In combat, though, Etherium is beautiful. The bursts of tracer fire, the strong lines of lasers that carve shapes into the air, and the interplay of units, scenery, and natural hazards presents the game’s strongest feature. In motion, the frantic and hasty combat feels entirely natural. The percussive rattle of gunfire accompanying the sound of metal squealing under the strain of combat is genuinely wonderful, and feels so very natural in with the sci-fi units, the bright and colorful alien planets, and the desperate war to control the etherium deposits in the universe.

Outside of skirmishes, Etherium eschews a traditional campaign in favor of a Conquest mode, a galactic-wide strategy mode where the three factions battle to control territories across multiple planets. Each of the factions have fleets in the galaxy, which can fly to various planets in turns, capturing territories, attacking enemy territories and fleets. Each faction has a home planet, in where that faction’s palace and starter territories lie. Each turn, players are given a number of action points which grant them moves to make in a turn, technology points which can be applied toward unlocking and improving fleets and units, and new bonuses depending on territories owned.

Conquest mode is genuinely an interesting addition to break up the RTS format, giving the depth of strategy a slower, more pensive edge to go along with the high-speed frantic combat found in the on-planet skirmishes. It can also be played as any faction, and the missions each Conquest are randomized, which gives the game a unique aspect every time it’s launched. The various factions have their unique perks, different command abilities in battle, and they all have their own specialty units in addition to the basics. While there is variety to the factions, though, they all feel quite similar. The special units and unique command abilities are all similar enough that their nuances can be understood in a quick sentence or two of mouse-over text. While each of the factions present a strong visual profile, they all feel really familiar in combat. Easy to slide into and out of on a whim, but doesn’t bolster the variety of the game mode as much as it could.
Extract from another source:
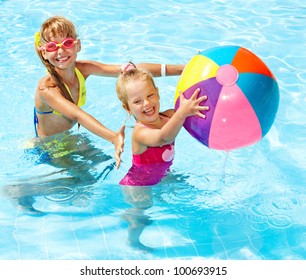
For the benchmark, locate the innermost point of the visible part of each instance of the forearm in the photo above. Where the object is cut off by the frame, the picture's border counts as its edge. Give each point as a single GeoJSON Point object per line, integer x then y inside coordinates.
{"type": "Point", "coordinates": [159, 70]}
{"type": "Point", "coordinates": [171, 129]}
{"type": "Point", "coordinates": [93, 125]}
Paradoxically, between technology trees, missions, political cards, spying, fleet management, and territory acquisition, Conquest feels just a tiny bit too busy. As your options grow and expand, your choices become more numerous than entirely necessary. After all of the tools become unlocked, the need to have them locked behind a tech tree feels unnecessary and restrictive. Missions seem to add a strategy-limiting edge to the territories – and the number of moving parts takes away time and focus away from the interesting mechanics, and invests them into other slower, more distant behaviors. Etherium’s Conquest Mode can ultimately feel too busy: an interesting concept burdened by a ballooning list of options that seem to grow increasingly complex with every passing turn.

Ground skirmishes mirror this problem. The number of requirements for various aspects on the battlefield add complexity without really complementing the existing mechanics. Having the ability to ferry units for a low fee from the very first second seems to encourage players to build a solid army and ferry it immediately into a favorable position. But relatively low-power units can swarm easily, and if a battle can end in the first half-hour rather than spanning the full map and spreading resources to make each base defensible, the hurried option becomes terribly tempting to take – especially since the fog of war doesn’t conceal where the enemy’s central base is, and how hard it is to stop the momentum cold.
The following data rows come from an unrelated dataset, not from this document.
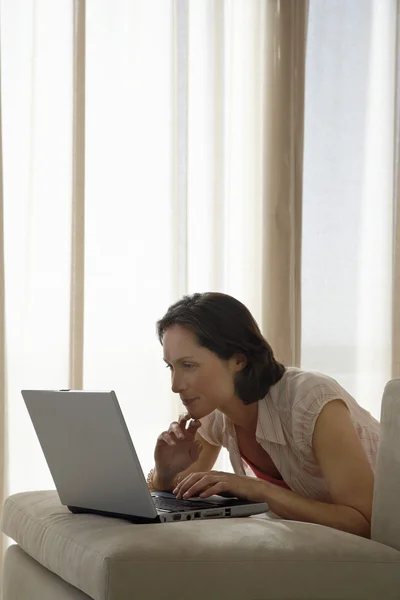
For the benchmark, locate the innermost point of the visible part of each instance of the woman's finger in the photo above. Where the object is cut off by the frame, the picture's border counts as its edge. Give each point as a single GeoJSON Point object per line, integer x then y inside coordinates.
{"type": "Point", "coordinates": [176, 430]}
{"type": "Point", "coordinates": [167, 438]}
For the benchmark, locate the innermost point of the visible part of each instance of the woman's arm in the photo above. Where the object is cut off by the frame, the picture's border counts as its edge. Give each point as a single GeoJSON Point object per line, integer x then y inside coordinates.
{"type": "Point", "coordinates": [346, 470]}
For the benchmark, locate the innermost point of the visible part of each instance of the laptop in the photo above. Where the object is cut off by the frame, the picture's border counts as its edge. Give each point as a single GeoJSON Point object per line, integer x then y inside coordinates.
{"type": "Point", "coordinates": [95, 467]}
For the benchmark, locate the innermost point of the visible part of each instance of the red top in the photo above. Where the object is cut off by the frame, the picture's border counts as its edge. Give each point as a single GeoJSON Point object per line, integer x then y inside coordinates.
{"type": "Point", "coordinates": [262, 475]}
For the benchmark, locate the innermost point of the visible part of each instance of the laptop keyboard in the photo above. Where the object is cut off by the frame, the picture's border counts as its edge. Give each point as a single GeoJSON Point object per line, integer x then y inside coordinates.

Despite the structural flaws, Etherium is an interesting game. The concept of Conquest mode over a traditional campaign is an idea worth indulging and exploring. The game is visually and aesthetically beautiful, the actual combat feels meaningful and interesting if the armies survive early game rushes, and when decisions manage to be big and meaningful, they feel as weighty and heavy as a good gambit in a strategy game should. That said, in motion, it doesn’t feel right. The battles are too fast, the Conquest mode too slow and preponderous, the options and requirements too numerous, and the sheer number of available tactics and techniques are a little too overwhelming for how well the Skirmish and Conquest mechanics feel without them.
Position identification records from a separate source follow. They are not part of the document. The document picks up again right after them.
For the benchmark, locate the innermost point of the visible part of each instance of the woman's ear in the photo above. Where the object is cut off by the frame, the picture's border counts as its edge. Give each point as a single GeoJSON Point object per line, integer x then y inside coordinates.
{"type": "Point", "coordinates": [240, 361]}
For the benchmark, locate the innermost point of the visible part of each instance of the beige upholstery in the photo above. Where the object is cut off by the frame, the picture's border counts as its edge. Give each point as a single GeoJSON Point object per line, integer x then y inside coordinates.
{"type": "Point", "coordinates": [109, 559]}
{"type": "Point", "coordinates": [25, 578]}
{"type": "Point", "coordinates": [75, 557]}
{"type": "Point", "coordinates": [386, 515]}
Etherium is a good game, with the potential to be a great one when played with the right groups and in the right settings. However, with an antsy AI and more interlocking mechanics than are expressly needed, Etherium can’t bring itself to be as amazing as its looks at first glance. Etherium is, however, a beautiful and punchy strategy game that just didn’t quite capitalize as much as it could have, which feels as fleeting as its combat.